Смальков ушёл, а содержательный урок продолжился. Нестеров был способным учеником и схватывал всё на лету. Правда, у него был один недостаток — он пытался анализировать, чего в армии делать не рекомендуется, ибо служба, дисциплина и устав — это набор абсурдных несуразиц, сочетание которых, однако, и есть основа армейского порядка. Пытаться осмыслить это — значит подвергнуть свой разум большой опасности. Нестеров в силу «детского» срока своей службы этого пока не понимал.

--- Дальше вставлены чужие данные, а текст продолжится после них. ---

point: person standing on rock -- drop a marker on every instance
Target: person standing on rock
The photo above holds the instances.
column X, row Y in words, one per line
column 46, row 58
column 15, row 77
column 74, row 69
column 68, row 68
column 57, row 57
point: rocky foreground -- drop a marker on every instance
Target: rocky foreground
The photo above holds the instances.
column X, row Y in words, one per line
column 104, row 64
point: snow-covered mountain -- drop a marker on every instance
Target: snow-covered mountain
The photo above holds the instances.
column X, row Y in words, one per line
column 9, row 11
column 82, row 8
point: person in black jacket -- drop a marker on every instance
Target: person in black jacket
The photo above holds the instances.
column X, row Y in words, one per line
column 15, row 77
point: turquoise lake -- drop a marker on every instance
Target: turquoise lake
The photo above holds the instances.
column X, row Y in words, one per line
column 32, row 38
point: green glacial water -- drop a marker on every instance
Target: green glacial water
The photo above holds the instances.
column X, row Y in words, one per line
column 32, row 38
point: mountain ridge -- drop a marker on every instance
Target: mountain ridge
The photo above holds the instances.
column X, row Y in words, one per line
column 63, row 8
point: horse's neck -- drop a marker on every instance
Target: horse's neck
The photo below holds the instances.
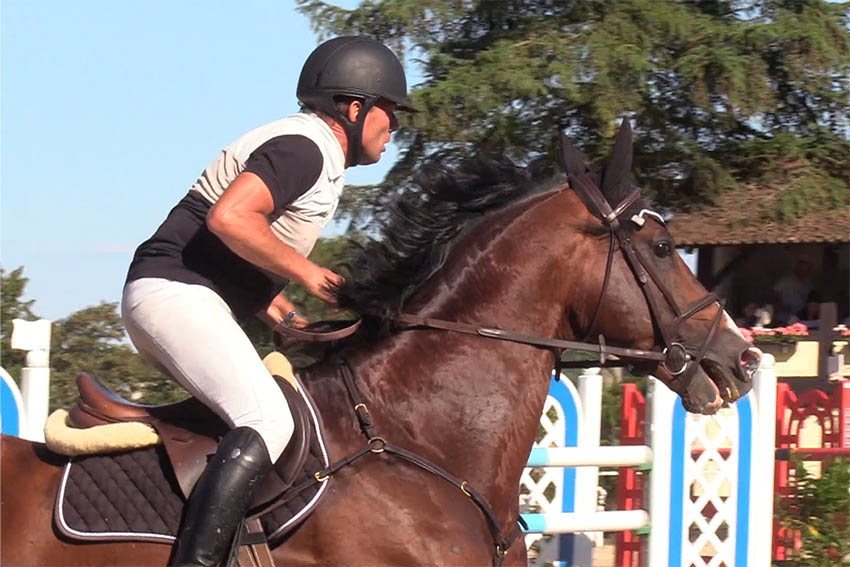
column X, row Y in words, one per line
column 469, row 403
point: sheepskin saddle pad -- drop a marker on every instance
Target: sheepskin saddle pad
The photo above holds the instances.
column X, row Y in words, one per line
column 136, row 495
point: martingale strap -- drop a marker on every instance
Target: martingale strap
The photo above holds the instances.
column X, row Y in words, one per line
column 375, row 444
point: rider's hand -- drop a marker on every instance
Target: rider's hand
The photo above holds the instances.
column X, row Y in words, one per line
column 323, row 284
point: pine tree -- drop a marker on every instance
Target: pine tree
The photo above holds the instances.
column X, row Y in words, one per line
column 721, row 92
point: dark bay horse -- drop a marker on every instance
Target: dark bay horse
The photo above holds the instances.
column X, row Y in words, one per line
column 481, row 245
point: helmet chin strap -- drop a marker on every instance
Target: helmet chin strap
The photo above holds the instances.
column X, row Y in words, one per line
column 354, row 131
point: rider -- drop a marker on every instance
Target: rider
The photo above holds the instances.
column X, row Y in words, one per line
column 228, row 248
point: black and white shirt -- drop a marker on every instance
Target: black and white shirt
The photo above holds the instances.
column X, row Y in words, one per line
column 301, row 162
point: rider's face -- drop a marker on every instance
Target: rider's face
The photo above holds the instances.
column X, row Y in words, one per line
column 379, row 123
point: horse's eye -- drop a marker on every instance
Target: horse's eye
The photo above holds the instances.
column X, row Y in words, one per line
column 662, row 249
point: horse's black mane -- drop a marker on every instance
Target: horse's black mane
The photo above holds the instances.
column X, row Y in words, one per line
column 423, row 221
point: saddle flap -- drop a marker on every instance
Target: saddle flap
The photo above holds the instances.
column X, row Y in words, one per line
column 295, row 454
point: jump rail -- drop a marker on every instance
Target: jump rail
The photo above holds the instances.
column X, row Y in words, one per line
column 593, row 521
column 619, row 456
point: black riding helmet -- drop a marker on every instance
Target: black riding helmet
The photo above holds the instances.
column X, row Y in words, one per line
column 352, row 66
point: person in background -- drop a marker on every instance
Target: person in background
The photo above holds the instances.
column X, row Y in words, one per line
column 791, row 293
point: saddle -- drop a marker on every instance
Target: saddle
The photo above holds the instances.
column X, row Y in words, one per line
column 190, row 432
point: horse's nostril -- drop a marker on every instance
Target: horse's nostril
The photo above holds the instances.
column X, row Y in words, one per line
column 750, row 360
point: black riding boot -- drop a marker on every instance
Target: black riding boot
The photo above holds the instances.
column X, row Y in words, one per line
column 221, row 498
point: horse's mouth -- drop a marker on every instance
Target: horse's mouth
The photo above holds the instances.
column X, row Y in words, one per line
column 726, row 388
column 732, row 383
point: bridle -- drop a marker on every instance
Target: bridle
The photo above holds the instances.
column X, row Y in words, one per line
column 677, row 357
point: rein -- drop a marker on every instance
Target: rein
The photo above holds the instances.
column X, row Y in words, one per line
column 677, row 358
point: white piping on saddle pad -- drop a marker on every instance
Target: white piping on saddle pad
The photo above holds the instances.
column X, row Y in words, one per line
column 326, row 462
column 60, row 503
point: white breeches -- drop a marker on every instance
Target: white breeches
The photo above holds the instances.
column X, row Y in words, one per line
column 189, row 332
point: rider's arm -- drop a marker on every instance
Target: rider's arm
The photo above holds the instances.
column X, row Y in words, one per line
column 240, row 218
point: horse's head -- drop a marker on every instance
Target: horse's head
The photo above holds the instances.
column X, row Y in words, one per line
column 649, row 298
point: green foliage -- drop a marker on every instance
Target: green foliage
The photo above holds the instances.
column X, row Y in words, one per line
column 93, row 340
column 820, row 512
column 12, row 306
column 711, row 85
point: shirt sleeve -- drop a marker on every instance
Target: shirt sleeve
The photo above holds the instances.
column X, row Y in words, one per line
column 289, row 166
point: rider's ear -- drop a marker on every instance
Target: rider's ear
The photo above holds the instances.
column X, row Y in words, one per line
column 354, row 109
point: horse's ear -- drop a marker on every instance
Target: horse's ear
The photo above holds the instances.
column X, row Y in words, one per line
column 616, row 177
column 570, row 157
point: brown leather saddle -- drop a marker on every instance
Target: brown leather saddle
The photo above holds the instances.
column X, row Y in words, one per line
column 190, row 432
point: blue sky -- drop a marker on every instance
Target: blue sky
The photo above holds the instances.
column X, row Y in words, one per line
column 111, row 109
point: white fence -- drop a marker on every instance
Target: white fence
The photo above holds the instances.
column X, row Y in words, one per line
column 710, row 491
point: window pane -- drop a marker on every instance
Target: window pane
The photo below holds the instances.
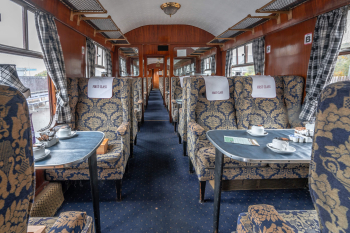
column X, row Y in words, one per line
column 11, row 30
column 32, row 73
column 243, row 71
column 250, row 53
column 33, row 40
column 234, row 57
column 241, row 55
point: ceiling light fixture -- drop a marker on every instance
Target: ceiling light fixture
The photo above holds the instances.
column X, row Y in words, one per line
column 170, row 8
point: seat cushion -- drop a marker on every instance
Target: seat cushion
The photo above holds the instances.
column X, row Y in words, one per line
column 112, row 159
column 206, row 156
column 298, row 220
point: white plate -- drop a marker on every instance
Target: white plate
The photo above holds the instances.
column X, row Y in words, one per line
column 47, row 152
column 72, row 134
column 289, row 151
column 257, row 135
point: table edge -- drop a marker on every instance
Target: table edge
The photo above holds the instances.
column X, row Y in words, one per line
column 77, row 161
column 249, row 160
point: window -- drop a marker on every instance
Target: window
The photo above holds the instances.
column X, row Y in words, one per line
column 100, row 62
column 242, row 61
column 341, row 70
column 19, row 45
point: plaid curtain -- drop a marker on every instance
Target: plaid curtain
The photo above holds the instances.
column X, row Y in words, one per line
column 328, row 36
column 90, row 57
column 228, row 62
column 9, row 77
column 54, row 62
column 259, row 55
column 213, row 65
column 202, row 66
column 108, row 62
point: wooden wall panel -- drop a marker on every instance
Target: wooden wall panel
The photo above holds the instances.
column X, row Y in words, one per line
column 71, row 43
column 289, row 55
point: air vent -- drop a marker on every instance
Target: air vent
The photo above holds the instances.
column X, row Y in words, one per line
column 163, row 48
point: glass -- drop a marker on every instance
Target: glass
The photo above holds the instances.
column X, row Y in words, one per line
column 243, row 71
column 241, row 55
column 250, row 53
column 32, row 73
column 234, row 57
column 33, row 39
column 11, row 26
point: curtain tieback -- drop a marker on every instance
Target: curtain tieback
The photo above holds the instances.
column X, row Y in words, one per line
column 60, row 101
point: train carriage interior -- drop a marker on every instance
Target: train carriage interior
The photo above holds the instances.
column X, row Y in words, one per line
column 188, row 116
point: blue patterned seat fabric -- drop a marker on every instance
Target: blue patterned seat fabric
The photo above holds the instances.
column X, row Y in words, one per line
column 204, row 115
column 110, row 116
column 17, row 171
column 329, row 181
column 176, row 93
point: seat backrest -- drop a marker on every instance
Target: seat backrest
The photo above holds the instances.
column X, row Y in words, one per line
column 274, row 113
column 218, row 114
column 176, row 90
column 329, row 177
column 104, row 115
column 16, row 161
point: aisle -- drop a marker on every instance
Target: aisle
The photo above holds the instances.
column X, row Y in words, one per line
column 159, row 195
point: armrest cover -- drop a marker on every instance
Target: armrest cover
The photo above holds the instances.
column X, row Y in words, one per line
column 196, row 129
column 72, row 221
column 123, row 128
column 265, row 218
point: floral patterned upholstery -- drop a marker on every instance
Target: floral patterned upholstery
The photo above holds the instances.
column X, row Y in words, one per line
column 330, row 165
column 176, row 93
column 110, row 116
column 276, row 113
column 17, row 168
column 67, row 222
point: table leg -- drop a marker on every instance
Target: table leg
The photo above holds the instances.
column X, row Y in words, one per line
column 94, row 190
column 219, row 157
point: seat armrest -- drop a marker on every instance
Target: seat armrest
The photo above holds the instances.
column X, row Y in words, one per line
column 266, row 217
column 123, row 128
column 72, row 221
column 196, row 129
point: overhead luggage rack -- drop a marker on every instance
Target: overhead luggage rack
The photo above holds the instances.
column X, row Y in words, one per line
column 246, row 24
column 107, row 27
column 81, row 7
column 276, row 6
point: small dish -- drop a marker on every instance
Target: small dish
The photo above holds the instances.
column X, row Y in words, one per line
column 257, row 135
column 72, row 134
column 37, row 158
column 289, row 151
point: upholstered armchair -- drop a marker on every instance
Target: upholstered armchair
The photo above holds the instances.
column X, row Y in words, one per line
column 17, row 172
column 110, row 116
column 328, row 176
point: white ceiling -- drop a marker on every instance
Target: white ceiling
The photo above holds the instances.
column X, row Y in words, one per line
column 214, row 16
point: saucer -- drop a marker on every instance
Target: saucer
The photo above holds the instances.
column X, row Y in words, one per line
column 257, row 135
column 289, row 151
column 47, row 152
column 72, row 134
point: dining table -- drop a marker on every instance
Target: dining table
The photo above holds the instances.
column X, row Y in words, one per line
column 67, row 152
column 251, row 154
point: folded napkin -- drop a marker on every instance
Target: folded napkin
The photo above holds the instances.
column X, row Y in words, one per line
column 182, row 80
column 217, row 88
column 100, row 87
column 263, row 87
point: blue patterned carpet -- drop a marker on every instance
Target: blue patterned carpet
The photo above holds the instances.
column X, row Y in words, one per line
column 159, row 195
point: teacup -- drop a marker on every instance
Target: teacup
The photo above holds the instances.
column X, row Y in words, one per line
column 38, row 150
column 64, row 132
column 280, row 144
column 258, row 129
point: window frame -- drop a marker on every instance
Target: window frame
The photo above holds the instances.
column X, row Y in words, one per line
column 26, row 52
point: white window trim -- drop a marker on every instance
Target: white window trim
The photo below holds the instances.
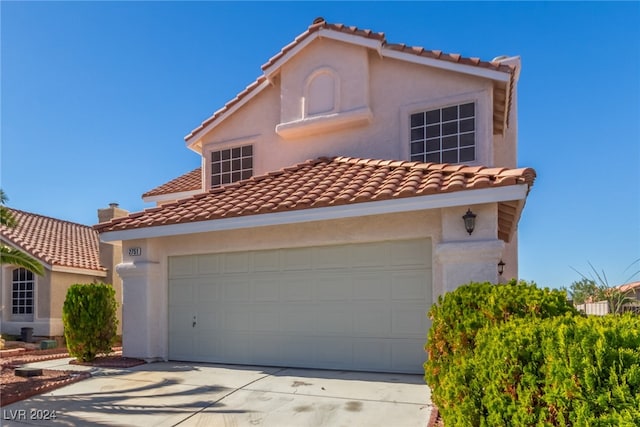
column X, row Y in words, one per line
column 224, row 145
column 484, row 122
column 336, row 91
column 22, row 317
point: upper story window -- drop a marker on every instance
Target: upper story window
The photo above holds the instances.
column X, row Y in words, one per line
column 444, row 135
column 22, row 299
column 231, row 165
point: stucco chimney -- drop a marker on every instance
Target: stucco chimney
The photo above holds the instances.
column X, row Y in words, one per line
column 111, row 255
column 113, row 211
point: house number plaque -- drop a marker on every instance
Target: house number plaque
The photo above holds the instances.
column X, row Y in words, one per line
column 137, row 251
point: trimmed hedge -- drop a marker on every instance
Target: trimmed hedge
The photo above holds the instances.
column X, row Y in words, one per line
column 90, row 320
column 565, row 371
column 457, row 318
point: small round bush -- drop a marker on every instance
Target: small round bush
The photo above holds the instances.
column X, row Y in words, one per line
column 90, row 320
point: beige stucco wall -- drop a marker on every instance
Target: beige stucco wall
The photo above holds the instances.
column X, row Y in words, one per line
column 50, row 293
column 394, row 90
column 467, row 257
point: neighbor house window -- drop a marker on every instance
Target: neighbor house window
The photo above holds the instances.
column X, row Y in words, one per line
column 444, row 135
column 22, row 292
column 231, row 165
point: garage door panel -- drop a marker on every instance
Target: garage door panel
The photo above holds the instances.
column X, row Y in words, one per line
column 181, row 319
column 334, row 287
column 208, row 264
column 265, row 287
column 298, row 319
column 334, row 351
column 266, row 320
column 408, row 285
column 296, row 287
column 236, row 262
column 210, row 347
column 207, row 292
column 359, row 306
column 372, row 286
column 335, row 321
column 405, row 357
column 268, row 347
column 408, row 319
column 237, row 318
column 207, row 319
column 374, row 321
column 373, row 354
column 181, row 292
column 184, row 348
column 298, row 350
column 235, row 288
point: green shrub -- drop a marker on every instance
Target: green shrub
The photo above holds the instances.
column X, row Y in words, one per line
column 89, row 318
column 456, row 319
column 564, row 371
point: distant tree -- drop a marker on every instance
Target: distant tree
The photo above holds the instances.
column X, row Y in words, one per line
column 584, row 290
column 597, row 288
column 9, row 255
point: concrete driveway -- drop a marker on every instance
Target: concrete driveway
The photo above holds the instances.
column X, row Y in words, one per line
column 200, row 394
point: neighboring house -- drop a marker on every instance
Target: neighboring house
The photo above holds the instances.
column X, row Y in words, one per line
column 326, row 216
column 70, row 253
column 632, row 304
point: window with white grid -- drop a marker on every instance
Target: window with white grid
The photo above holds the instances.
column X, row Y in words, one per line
column 444, row 135
column 231, row 165
column 22, row 297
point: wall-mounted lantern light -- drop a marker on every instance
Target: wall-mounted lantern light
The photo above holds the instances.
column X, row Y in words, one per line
column 469, row 221
column 501, row 267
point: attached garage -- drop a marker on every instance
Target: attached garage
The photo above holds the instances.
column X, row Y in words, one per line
column 354, row 306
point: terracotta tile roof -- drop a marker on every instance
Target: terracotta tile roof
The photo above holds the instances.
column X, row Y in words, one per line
column 188, row 182
column 323, row 182
column 53, row 241
column 320, row 23
column 629, row 286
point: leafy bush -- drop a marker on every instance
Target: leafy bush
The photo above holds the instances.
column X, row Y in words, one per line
column 565, row 371
column 456, row 319
column 89, row 318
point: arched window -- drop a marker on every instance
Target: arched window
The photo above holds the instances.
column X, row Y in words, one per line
column 22, row 294
column 321, row 92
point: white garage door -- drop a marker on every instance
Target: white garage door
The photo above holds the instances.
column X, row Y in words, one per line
column 356, row 307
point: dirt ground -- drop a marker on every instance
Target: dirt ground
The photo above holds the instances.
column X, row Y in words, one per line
column 14, row 388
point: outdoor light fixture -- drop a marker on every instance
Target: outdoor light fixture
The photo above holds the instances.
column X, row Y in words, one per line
column 501, row 267
column 469, row 221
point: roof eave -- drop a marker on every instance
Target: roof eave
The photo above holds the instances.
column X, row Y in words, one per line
column 407, row 204
column 472, row 70
column 167, row 197
column 193, row 140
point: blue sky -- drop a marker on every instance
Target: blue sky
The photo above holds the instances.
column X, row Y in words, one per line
column 96, row 98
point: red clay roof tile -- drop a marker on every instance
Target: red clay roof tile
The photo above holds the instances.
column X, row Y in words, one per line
column 323, row 182
column 188, row 182
column 53, row 241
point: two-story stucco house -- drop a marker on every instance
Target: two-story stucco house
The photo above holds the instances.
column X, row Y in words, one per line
column 327, row 213
column 69, row 252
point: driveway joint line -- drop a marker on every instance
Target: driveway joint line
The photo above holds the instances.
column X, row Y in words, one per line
column 339, row 397
column 229, row 394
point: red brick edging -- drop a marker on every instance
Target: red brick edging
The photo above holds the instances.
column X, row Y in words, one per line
column 434, row 419
column 12, row 398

В воскресенье капитан Зубов заявился в роту с пухлым пакетом в руках. Махнув рукой дежурному, который полез к нему с докладом, ротный подошёл к ближайшей тумбочке и поставил на неё пакет.
Бойцы с любопытством наблюдали за действиями командира. Зубов оглянулся; увидев Гунько и Соколова, подозвал их к себе.
— Соколов, у нас трёхлитровая банка есть? — спросил Зубов. — Пустая?
— Не знаю, — пожал плечами каптёр. — Я могу в каптёрке посмотреть.
— Я потому тебя и спрашиваю, что можешь.
Капитан зыркнул на несообразительного ефрейтора, и тот сразу же ушуршал в каптёрку.
— Гунько, а ты принеси из класса каких-нибудь газет, — продолжал отдавать распоряжения капитан. — Быстро!
— Есть принести газет!
К Зубову подошёл Смальков, стоявший в этот день ответственным по роте.
— Зачем всё это, товарищ капитан? — с любопытством спросил он.
— Увидишь, — ответил Зубов.
Гунько и Соколов вернулись. Ротный критически обнюхал банку, определив, что в ней раньше хранились огурцы, приказал Гунько порвать газету на мелкие куски и сложить обрывки в банку.